At the lowest point during the kidnapping event, I thought about a conversation between Ulysses Grant and Tecumseh Sherman at the close of the first day of fighting at the Battle of Shiloh. Grant’s army had suffered an enormous defeat with a dreadful loss of life and when Sherman pointed out the disastrous nature of the day’s events, Grant simply grunted,
“Yup. Get ‘em tomorrow though.”
I have needed that kind of optimism then and since. (If it looks like a duck)
I was reminded of this need during the dark days of covid. Previous concepts of freedom had been completely upended. The country was locked down and freedom of movement was conditional upon mandated injections. Those who supported the mandates demanded compliance from those who didn’t support the mandates. We were no longer in Kansas. (History is dead; Long live history!) Relief came in the form of the trucker protest which moved me from pessimistic despair to optimistic relief.

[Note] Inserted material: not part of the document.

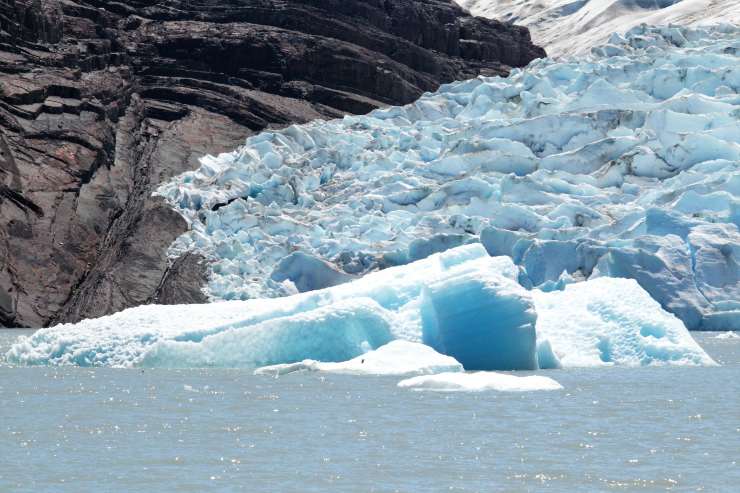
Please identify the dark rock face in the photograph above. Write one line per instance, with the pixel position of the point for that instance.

On this paschal weekend, the absence of truth telling on multiple fronts is leading to more confusion and despair. I found today’s entry from The Free Press (Consider subscribing to this substack if only for the TGIF entries!) to be instructive.
The author cites a Wall Street Journal poll on social trends that identifies a lot of reasons for pessimism. Not only are we not in Kansas but it seems we have little hope for ever going back.
An incoherent economy, mass killings, over-sexualization of children, girls being denied a shot at the medals by men who seem to be confused about the nature of their sexuality… It makes one want to shout out with the Apostle Paul,
“As for those agitators, I wish they would go the whole way and emasculate themselves!”
But, in truth, we are experiencing issues that have no stale date and have been with us for a very long time. Writing seven hundred years before Jesus was born, Isaiah passed on a message from God,
“So do not fear, for I am with you; do not be dismayed, for I am your God. I will strengthen you and help you; I will uphold you with my righteous right hand.”
In describing his movement to faith, Alexander Solzhenitsyn described the Christians in his Gulag work camp as being impressive for their optimism and happiness in the most dire of circumstances. He wanted what they had and, faced with absolute Evil, he knew there must then be a source of absolute Good. And we think we have it bad.
Many of the early Christians were noted by secular officials for their optimism as they faced the lions. Blandina, the Roman slave from Lyons, was tortured for three weeks before she had to be killed with a knife thus embarrassing her tormenters with her bravery. And we think we have it bad.
This weekend, Christians celebrate two very short sentences which created a major hinge point in the history of mankind.
“It is finished.” and “He is risen.”
These statements bookend the moment of Jesus’ death and His subsequent resurrection. For the Christian, they are the source of ageless hope and optimism. All of us are where we are in the year 2023 because of the events on the hill called Calvary. There is no promise of a Rose Garden in either sentence but there is an affirmation that optimism is entirely warranted and that pessimism died on that cross so many years ago.
For those readers who are Christians, now is the time to replace the gloom and confusion of our day with the renewed optimism of a cheerful warrior. It is time to recognize anew, in the triumphant light of His resurrection, the cosmic significance that all things are finished.
For those readers who are not Christians, this might be a good time to consider the historical claims of this man Jesus who, in rising from the dead, claimed equality with God. It is a big claim that restricts the options to either, “Jesus is an idiot” or “Jesus is God.”
As for me,
He is risen!,
I am optimistic,
and I wish you the happiest of Easters.
He is risen, indeed. And that makes all the difference. My hope is in Jesus.